My daughter's inspiration came from Smitten Kitchen, but, being the independent young woman that she is, she went about it her own way. She started with a chocolate cake that she made from a box using butter instead of oil. Then she iced the cake with a batch of peanut butter frosting which she had formerly used as icing for brownies. Lastly she topped the entire thing with a luscious chocolate ganache.
The result was a decadent two layer cake that melded two of my favorite flavors, chocolate and peanut butter. My son pointed out that it was a Chocolate Peanut Butter Cup Cake. No, not a cupcake for which my daughter is famous, but a cake that mimics the flavors of a Reese's Peanut Butter Cup. That gave her the idea that next time she bakes one of these confections she will adorn in with chopped or mini Reese's Peanut Butter Cups.
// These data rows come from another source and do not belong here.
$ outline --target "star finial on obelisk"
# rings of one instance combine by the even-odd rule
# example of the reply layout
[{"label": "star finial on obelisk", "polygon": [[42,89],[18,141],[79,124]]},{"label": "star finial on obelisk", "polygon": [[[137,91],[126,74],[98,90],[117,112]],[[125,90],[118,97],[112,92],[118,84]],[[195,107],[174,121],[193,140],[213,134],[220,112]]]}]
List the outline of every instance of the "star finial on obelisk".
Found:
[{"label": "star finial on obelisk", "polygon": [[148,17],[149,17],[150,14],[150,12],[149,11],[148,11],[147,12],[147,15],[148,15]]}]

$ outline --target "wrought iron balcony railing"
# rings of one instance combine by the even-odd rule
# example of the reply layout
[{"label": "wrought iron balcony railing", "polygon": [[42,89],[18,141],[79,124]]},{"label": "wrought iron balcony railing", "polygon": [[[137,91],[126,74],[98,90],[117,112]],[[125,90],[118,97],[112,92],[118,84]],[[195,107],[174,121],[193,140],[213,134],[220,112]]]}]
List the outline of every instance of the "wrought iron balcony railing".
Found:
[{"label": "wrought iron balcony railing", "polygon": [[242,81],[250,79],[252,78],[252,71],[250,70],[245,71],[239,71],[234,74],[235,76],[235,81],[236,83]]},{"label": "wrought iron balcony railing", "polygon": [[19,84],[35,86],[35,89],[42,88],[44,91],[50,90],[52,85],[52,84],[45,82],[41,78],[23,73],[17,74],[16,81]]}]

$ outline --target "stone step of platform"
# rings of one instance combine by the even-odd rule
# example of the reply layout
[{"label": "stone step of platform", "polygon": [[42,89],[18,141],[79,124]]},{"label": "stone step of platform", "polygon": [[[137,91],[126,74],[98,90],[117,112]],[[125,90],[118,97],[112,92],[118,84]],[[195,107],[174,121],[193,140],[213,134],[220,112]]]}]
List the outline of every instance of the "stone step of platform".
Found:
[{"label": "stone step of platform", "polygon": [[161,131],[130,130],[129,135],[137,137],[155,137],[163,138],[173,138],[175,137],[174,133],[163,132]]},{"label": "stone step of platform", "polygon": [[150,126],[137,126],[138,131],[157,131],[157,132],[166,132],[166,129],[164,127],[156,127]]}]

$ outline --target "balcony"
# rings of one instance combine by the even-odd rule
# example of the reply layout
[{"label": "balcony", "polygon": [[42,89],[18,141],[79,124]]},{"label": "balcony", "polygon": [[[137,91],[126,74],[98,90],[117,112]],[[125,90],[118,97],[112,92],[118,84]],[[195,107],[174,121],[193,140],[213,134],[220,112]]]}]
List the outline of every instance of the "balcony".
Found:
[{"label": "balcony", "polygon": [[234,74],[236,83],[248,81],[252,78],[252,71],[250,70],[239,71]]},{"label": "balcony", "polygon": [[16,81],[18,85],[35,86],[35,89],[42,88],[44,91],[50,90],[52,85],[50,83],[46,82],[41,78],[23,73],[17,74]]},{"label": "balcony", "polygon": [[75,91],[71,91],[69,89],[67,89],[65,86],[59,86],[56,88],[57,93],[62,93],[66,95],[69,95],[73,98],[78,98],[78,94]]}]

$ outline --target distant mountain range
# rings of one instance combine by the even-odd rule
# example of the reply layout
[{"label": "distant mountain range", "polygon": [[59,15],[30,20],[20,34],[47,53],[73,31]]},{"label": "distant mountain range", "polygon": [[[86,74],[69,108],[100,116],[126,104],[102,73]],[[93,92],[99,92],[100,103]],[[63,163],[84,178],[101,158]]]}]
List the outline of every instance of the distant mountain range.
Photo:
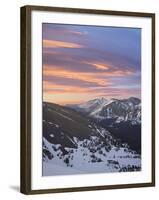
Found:
[{"label": "distant mountain range", "polygon": [[114,123],[129,121],[132,124],[141,123],[141,100],[135,97],[128,99],[97,98],[83,104],[67,105],[88,117],[97,119],[114,119]]},{"label": "distant mountain range", "polygon": [[141,101],[134,97],[44,102],[43,175],[139,171],[140,128]]}]

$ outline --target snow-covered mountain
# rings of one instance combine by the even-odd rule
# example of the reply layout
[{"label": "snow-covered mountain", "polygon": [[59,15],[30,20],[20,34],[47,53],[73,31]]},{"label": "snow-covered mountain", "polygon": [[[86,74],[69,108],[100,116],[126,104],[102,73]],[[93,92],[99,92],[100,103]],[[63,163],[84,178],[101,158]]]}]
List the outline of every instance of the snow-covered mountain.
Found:
[{"label": "snow-covered mountain", "polygon": [[139,170],[140,154],[106,128],[71,108],[43,103],[44,176]]},{"label": "snow-covered mountain", "polygon": [[132,124],[141,123],[141,100],[135,97],[122,100],[107,100],[102,97],[70,107],[98,121],[115,119],[115,123],[122,121],[130,121]]}]

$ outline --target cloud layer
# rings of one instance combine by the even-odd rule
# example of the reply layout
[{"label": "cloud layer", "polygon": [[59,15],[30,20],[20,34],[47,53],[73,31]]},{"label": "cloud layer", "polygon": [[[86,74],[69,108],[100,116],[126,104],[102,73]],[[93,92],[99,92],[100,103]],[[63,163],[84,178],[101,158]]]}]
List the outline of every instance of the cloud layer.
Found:
[{"label": "cloud layer", "polygon": [[43,24],[44,101],[140,94],[140,29]]}]

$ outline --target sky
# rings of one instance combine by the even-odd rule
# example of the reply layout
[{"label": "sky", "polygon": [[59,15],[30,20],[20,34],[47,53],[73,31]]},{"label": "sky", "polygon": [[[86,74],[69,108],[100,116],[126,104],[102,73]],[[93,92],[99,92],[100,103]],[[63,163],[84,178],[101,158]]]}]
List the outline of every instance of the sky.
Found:
[{"label": "sky", "polygon": [[42,25],[43,101],[141,96],[141,29]]}]

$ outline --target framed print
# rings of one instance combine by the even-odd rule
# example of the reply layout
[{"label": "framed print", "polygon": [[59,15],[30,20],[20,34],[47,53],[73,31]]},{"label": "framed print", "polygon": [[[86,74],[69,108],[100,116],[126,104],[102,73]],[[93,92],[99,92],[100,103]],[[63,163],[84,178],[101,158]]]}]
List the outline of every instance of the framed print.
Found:
[{"label": "framed print", "polygon": [[21,192],[155,185],[155,14],[21,8]]}]

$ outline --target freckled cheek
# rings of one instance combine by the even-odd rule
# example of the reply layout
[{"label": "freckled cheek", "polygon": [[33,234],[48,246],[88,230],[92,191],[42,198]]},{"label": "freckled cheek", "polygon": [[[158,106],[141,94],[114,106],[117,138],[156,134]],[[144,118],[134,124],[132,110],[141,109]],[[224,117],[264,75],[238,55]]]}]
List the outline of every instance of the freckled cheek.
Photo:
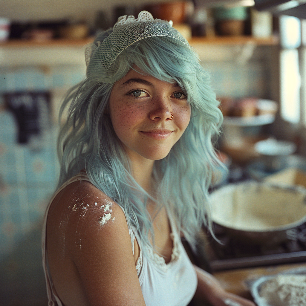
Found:
[{"label": "freckled cheek", "polygon": [[135,106],[126,106],[118,108],[113,112],[112,121],[115,131],[121,130],[121,133],[130,130],[143,120],[145,114],[142,110]]},{"label": "freckled cheek", "polygon": [[177,124],[180,129],[185,130],[190,121],[190,106],[188,104],[185,106],[177,107],[173,110],[173,116],[176,117]]}]

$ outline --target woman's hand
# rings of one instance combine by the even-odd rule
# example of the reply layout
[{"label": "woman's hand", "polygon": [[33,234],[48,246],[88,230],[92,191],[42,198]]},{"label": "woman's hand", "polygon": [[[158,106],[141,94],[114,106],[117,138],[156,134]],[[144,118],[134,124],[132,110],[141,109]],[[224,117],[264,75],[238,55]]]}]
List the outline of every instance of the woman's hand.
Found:
[{"label": "woman's hand", "polygon": [[214,306],[256,306],[249,300],[227,292],[211,274],[194,267],[198,277],[196,297],[207,300]]}]

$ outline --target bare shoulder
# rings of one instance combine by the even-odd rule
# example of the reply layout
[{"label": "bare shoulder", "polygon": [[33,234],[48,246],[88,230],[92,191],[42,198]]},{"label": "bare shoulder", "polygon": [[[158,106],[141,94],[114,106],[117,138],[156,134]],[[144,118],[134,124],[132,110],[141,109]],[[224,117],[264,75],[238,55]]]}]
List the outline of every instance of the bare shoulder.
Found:
[{"label": "bare shoulder", "polygon": [[74,235],[92,230],[102,232],[101,235],[106,230],[127,228],[119,205],[86,181],[72,183],[59,193],[50,207],[48,223],[56,233],[59,233],[61,228],[65,234],[68,231]]},{"label": "bare shoulder", "polygon": [[50,272],[64,304],[144,305],[125,216],[103,192],[88,182],[68,185],[51,204],[47,230]]}]

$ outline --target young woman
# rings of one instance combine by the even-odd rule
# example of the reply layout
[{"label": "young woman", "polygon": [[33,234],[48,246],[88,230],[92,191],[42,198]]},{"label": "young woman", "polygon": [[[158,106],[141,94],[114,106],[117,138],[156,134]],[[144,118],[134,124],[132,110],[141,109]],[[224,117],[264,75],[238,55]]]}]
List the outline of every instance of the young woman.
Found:
[{"label": "young woman", "polygon": [[253,305],[193,266],[181,241],[195,248],[209,226],[222,121],[196,54],[143,11],[86,56],[87,78],[62,107],[58,189],[45,217],[49,305],[184,306],[196,291],[216,306]]}]

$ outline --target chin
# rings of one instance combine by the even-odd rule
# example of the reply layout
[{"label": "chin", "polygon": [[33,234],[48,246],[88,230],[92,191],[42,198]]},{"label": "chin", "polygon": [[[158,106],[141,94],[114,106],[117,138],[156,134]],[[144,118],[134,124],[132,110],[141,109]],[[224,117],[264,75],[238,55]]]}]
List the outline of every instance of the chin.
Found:
[{"label": "chin", "polygon": [[162,151],[156,152],[156,150],[152,150],[150,152],[143,152],[140,155],[147,159],[153,160],[159,160],[164,158],[169,154],[170,150]]}]

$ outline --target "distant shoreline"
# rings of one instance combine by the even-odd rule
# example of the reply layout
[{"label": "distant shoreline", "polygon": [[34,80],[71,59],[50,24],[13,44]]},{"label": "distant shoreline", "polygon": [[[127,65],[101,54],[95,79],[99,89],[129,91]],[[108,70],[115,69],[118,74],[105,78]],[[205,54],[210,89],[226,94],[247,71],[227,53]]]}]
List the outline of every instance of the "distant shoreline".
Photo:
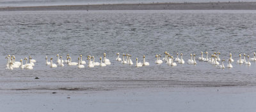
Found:
[{"label": "distant shoreline", "polygon": [[168,3],[0,8],[0,11],[52,10],[256,10],[256,2]]}]

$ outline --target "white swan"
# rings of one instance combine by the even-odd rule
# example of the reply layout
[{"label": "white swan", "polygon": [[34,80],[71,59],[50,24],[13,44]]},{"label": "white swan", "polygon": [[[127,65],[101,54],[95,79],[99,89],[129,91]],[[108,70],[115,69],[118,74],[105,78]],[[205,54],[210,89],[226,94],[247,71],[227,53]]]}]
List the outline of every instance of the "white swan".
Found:
[{"label": "white swan", "polygon": [[163,63],[163,60],[159,59],[161,57],[161,55],[156,55],[156,60],[155,62],[156,64],[160,64]]},{"label": "white swan", "polygon": [[168,58],[168,53],[167,53],[167,52],[164,52],[164,58],[163,58],[163,61],[165,61],[165,62],[167,62],[167,58]]},{"label": "white swan", "polygon": [[9,62],[8,64],[9,64],[9,66],[8,67],[6,67],[5,68],[5,69],[10,69],[10,70],[13,69],[13,67],[12,67],[12,66],[13,65],[13,63],[12,62]]},{"label": "white swan", "polygon": [[68,62],[69,62],[69,60],[68,60],[68,57],[69,57],[69,54],[67,54],[67,60],[64,60],[64,62],[67,64]]},{"label": "white swan", "polygon": [[142,67],[143,64],[141,62],[138,62],[138,58],[136,57],[136,63],[135,64],[136,67]]},{"label": "white swan", "polygon": [[218,65],[218,67],[217,67],[217,68],[218,68],[218,69],[225,69],[225,66],[224,66],[224,64],[223,64],[223,62],[225,61],[225,60],[221,60],[221,65]]},{"label": "white swan", "polygon": [[208,62],[208,60],[209,60],[209,59],[208,59],[208,52],[205,52],[204,53],[206,55],[206,58],[204,58],[204,62]]},{"label": "white swan", "polygon": [[80,55],[80,64],[86,64],[86,62],[83,60],[82,56],[82,55]]},{"label": "white swan", "polygon": [[92,64],[93,64],[94,66],[99,66],[100,63],[99,62],[95,62],[94,61],[94,56],[92,56]]},{"label": "white swan", "polygon": [[116,57],[116,61],[122,61],[121,58],[119,57],[119,53],[116,53],[116,55],[117,55],[117,57]]},{"label": "white swan", "polygon": [[241,54],[239,54],[239,59],[236,61],[236,63],[237,63],[237,64],[243,64],[244,63],[244,61],[243,61],[241,59]]},{"label": "white swan", "polygon": [[101,67],[106,66],[106,65],[105,64],[105,63],[102,62],[102,59],[101,58],[101,57],[100,57],[100,66],[101,66]]},{"label": "white swan", "polygon": [[72,62],[72,59],[70,57],[68,57],[69,62],[68,62],[68,66],[77,66],[78,64],[77,62]]},{"label": "white swan", "polygon": [[125,55],[123,53],[123,60],[122,61],[122,64],[124,64],[127,63],[127,62],[124,60],[124,56],[125,56]]},{"label": "white swan", "polygon": [[190,59],[188,60],[188,64],[194,64],[194,60],[192,59],[192,54],[190,54]]},{"label": "white swan", "polygon": [[84,67],[84,66],[80,64],[80,63],[81,63],[80,59],[79,59],[79,57],[78,57],[78,66],[77,66],[77,67],[78,68],[83,68],[83,67]]},{"label": "white swan", "polygon": [[106,53],[103,53],[103,55],[104,55],[104,62],[106,64],[106,65],[110,65],[110,64],[111,64],[111,63],[110,62],[109,60],[106,57]]},{"label": "white swan", "polygon": [[56,64],[52,63],[52,57],[51,58],[51,67],[57,67],[57,65]]},{"label": "white swan", "polygon": [[250,62],[250,57],[249,57],[249,55],[248,55],[247,57],[248,58],[248,62],[244,62],[244,64],[250,66],[251,65],[251,62]]},{"label": "white swan", "polygon": [[[91,59],[92,59],[92,57],[91,58],[88,57],[87,59],[89,60],[89,62],[90,62],[91,61]],[[92,63],[91,62],[88,62],[88,67],[94,67],[94,65],[93,65],[93,64],[92,62]]]},{"label": "white swan", "polygon": [[250,60],[256,61],[255,52],[253,52],[253,58],[251,58]]},{"label": "white swan", "polygon": [[231,60],[230,59],[228,59],[228,64],[227,66],[227,68],[232,68],[233,66],[231,64]]},{"label": "white swan", "polygon": [[172,57],[171,57],[171,59],[172,59],[172,64],[171,64],[171,66],[177,66],[176,62],[173,62],[173,57],[172,56]]},{"label": "white swan", "polygon": [[177,58],[174,60],[176,61],[176,62],[180,61],[180,58],[179,58],[179,53],[177,53]]},{"label": "white swan", "polygon": [[23,65],[22,59],[20,59],[20,63],[21,63],[20,66],[20,69],[25,69],[26,66]]},{"label": "white swan", "polygon": [[203,52],[201,52],[201,57],[198,57],[198,60],[204,60],[204,53],[203,53]]},{"label": "white swan", "polygon": [[229,59],[230,59],[231,62],[234,62],[234,59],[232,58],[232,53],[229,54]]},{"label": "white swan", "polygon": [[143,64],[142,66],[149,66],[149,62],[145,60],[145,55],[143,55]]},{"label": "white swan", "polygon": [[45,60],[46,60],[46,62],[45,62],[46,66],[47,65],[50,65],[51,64],[51,62],[48,62],[47,56],[45,56]]},{"label": "white swan", "polygon": [[184,64],[185,61],[183,59],[183,53],[180,53],[180,59],[179,60],[179,61],[178,61],[179,64]]},{"label": "white swan", "polygon": [[60,56],[60,63],[59,64],[59,66],[64,66],[63,61],[62,61],[62,60],[63,60],[62,59],[62,57]]}]

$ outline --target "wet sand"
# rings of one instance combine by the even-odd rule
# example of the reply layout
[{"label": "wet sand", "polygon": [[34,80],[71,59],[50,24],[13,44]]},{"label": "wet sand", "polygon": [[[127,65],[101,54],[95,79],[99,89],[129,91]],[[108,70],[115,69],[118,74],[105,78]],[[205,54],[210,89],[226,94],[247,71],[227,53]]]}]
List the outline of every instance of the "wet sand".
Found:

I love my daughter's creative and adventurous spirit as much as I love enjoying a hunk of this cake alongside a tall glass of cold milk. It truly is a happy birthday!
Chocolate Peanut Butter Cake Recipe
- Bake a chocolate cake using two 9-inch round pans. If using a box mix try to find one that uses butter instead of oil to produce a sturdy cake that will hold up to the frosting and ganache.
- Make a batch of Peanut Butter Frosting (recipe follows). Double it if you want a ton of frosting.
- When cakes are cooled, frost them with Peanut Butter Frosting. Chill frosted cake until ganache is ready.
- Make a batch of Chocolate Ganache (recipe follows) and pour over chilled cake allowing the excess to drip down the sides.
- Chill entire cake for about an hour. Remove finished cake from refrigerator about an hour before serving.
- Serve with big glasses of ice cold milk. Enjoy!
1/2 cup butter (1 stick), softened to room temperature
1 cup creamy peanut butter
4 cups powdered sugar
1/3 cup heavy cream
In a large bowl, beat butter and peanut butter until fully combined and fluffy. Slowly beat in 2 cups of powdered sugar. Add 1/4 cup heavy cream and continue to beat. Beat in the remaining 2 cups of powdered sugar. Add the remainder of the heavy cream a bit at a time until the frosting reaches a spreadable consistency.
8 ounces (1 1/3 cups) semisweet chocolate chips
3/4 cup heavy cream
1 teaspoon vanilla
Place the chocolate chips in a large stainless steel mixing bowl or pot. Heat the heavy cream in a small saucepan over medium heat and bring to a gentle boil, stirring constantly with a wooden spoon. Remove the heated cream from the heat and pour it over the chocolate chips. Using the wooden spoon, stir until the chocolate is melted. Stir in the vanilla. Let the ganache sit at room temperature for about 15 minutes or until it has thickened slightly.